Гоголь прежде всего стремился бичевать не социальные пороки, а зло, которое находится в душе человека47. Но создание образов, которые имеют червоточины пошлости, налагает на их создателя особенную ответственность. Произведение возникает мистическим образом, «из творца». Отделяясь от него, оно начинает жить своей жизнью, становится самостоятельным духовным субъектом. Оно влияет на самого художника и на воспринимающее его сознание, создаёт вокруг себя духовную атмосферу. Понять, глубоко произведение или нет, можно только из этой внутренней позиции. Шедевр живёт полной жизнью, в нём ничего нельзя изменить, не разрушив эту внутреннюю жизнь.

А. Терц сравнивает Гоголя с древними магами, слова заклинаний которых претворялись во плоти.
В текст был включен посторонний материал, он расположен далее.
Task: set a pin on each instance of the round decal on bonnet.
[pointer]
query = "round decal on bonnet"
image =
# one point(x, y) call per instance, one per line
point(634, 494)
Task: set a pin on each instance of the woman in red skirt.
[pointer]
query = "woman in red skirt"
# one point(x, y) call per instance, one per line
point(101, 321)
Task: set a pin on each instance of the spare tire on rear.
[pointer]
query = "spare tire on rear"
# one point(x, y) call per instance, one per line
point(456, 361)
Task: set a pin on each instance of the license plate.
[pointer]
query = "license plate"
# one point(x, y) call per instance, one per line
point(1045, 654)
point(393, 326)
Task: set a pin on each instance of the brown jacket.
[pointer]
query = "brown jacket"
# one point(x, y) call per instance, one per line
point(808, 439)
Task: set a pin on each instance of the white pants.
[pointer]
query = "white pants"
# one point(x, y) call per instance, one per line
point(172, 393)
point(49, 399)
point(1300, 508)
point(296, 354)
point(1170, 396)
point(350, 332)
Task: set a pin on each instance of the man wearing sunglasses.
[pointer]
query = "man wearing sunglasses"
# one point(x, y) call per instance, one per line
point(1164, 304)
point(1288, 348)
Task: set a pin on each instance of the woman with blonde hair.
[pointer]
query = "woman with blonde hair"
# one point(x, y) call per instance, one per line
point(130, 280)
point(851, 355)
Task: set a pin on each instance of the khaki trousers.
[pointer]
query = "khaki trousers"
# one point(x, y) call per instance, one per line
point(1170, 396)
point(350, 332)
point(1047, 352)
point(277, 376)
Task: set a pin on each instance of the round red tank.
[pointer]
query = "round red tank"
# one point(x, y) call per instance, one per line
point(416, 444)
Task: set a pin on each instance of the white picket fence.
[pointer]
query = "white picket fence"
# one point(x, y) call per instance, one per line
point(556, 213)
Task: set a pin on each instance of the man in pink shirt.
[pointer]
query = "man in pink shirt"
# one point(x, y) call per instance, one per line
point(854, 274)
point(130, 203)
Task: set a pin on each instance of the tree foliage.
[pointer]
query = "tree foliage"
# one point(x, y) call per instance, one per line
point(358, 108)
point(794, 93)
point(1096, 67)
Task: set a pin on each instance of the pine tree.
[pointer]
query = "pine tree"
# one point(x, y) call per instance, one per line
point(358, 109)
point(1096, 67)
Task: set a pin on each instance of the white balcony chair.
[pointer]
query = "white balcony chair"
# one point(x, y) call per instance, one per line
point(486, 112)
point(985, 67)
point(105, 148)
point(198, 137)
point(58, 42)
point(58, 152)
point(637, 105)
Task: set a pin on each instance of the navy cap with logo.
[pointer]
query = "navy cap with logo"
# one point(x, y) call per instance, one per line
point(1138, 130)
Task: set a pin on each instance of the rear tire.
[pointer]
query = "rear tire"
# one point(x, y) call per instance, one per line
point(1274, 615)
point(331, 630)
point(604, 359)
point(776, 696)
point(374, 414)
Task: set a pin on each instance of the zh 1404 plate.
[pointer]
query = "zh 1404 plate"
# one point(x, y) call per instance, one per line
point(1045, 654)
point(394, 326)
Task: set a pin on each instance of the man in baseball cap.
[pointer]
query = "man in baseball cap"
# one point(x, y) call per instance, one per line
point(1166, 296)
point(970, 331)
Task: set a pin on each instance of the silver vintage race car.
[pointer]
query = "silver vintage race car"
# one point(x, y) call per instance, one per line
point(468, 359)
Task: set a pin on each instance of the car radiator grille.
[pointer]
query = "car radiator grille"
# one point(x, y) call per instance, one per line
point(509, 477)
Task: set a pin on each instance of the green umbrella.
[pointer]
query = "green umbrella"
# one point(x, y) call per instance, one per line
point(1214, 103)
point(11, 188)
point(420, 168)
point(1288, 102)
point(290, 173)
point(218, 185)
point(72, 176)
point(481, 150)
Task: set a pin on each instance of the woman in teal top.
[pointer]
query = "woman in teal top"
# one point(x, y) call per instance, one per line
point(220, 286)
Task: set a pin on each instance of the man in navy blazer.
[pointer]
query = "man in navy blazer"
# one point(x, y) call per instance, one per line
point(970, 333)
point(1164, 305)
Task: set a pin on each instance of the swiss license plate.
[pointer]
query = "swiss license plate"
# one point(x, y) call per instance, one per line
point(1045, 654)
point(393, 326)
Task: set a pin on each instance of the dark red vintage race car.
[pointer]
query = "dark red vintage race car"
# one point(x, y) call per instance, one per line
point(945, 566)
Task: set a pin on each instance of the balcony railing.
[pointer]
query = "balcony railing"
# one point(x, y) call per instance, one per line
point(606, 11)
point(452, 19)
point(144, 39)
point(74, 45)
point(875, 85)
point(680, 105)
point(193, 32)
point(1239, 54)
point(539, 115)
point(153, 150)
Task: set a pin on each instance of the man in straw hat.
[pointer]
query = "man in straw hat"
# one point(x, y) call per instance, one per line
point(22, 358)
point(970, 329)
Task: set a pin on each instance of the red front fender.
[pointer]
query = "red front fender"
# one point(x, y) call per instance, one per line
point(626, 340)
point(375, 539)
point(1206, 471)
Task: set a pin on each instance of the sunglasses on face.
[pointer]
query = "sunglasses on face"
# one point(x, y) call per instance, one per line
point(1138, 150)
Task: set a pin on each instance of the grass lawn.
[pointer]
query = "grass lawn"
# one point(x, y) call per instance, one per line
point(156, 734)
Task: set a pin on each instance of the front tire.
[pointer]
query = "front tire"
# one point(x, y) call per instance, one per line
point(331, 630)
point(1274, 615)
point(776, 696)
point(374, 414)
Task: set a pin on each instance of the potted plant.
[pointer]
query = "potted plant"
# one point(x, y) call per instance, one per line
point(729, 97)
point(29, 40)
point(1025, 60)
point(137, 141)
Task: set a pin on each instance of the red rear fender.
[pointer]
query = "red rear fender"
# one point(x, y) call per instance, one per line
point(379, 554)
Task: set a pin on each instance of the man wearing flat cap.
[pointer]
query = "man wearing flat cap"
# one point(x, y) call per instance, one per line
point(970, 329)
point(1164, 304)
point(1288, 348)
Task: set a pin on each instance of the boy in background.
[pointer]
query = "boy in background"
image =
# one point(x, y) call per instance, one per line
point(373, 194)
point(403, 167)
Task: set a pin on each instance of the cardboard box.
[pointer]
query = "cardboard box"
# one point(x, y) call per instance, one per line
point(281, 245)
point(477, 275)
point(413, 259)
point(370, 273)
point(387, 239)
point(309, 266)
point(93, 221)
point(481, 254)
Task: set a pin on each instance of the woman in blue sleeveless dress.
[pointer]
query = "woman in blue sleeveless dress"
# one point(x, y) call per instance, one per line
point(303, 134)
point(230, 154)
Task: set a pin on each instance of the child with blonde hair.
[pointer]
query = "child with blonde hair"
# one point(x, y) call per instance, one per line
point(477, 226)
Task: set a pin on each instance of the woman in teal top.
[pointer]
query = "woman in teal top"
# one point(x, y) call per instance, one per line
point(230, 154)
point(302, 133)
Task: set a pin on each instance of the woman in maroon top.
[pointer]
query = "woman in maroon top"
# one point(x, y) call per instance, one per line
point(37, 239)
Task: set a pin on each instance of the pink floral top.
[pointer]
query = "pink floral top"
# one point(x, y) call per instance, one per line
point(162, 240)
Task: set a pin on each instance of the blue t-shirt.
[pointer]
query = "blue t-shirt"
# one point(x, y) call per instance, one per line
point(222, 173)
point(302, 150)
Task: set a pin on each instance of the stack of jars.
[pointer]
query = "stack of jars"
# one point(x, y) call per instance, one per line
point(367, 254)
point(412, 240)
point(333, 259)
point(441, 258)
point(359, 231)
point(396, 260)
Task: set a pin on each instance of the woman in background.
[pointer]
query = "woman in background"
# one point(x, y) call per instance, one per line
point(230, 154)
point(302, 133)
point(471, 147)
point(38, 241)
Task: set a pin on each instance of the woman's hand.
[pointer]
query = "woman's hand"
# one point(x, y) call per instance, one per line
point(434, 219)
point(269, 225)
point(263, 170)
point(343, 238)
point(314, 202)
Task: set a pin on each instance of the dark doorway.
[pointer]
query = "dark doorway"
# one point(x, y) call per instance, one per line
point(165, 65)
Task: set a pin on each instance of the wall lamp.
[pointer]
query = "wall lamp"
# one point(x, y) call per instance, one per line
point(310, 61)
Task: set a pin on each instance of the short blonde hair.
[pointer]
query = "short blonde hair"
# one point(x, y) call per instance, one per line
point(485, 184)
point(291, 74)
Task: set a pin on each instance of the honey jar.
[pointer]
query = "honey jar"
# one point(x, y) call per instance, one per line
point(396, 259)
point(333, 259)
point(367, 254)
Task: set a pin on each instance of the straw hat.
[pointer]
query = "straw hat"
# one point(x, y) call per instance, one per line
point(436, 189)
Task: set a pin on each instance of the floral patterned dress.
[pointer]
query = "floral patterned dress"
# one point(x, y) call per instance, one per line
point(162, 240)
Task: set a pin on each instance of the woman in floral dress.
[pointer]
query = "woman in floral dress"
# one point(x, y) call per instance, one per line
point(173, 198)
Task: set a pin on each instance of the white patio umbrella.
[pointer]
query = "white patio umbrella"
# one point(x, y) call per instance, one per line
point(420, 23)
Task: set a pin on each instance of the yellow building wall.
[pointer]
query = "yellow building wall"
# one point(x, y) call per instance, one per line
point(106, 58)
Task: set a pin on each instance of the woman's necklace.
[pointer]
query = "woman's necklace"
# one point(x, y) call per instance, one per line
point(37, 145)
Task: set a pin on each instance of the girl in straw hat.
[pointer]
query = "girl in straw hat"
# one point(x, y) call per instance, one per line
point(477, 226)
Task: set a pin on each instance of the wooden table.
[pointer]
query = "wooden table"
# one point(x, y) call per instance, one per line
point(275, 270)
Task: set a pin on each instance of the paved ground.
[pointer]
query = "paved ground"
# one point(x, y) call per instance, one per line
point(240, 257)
Изобразить — значило сотворить чудо, ожившие образы из древних книг преследовали своих читателей48. Но магия слова не свойственна христианскому писателю, каковым являлся Гоголь. Маг чувствует себя частью мира природного, мистик же стремится от него освободиться. Творческий акт с точки зрения мистика является уходом от внешнего мира, где человек — замкнутая частичка вселенной, и созданием собственного мироздания, которое отражает духовную реальность: человек — микровселенная, обладающая всеми качествами большой вселенной. Создания художника особым образом «воплощаются» в действительности, они могут занимать все помыслы автора, владеть сердцем и умом читателя. Именно такой «гипноз образного воздействия» (Терц 1992, 293) отмечает Гоголь, как характерную черту своих произведений в письме к отцу Матфею Константиновскому (12 января 1848 г.): «Человек, мною изображённый, оставался, как гвоздь, в голове, и образ его казался так жив, что от него трудно отделаться» (9, 425).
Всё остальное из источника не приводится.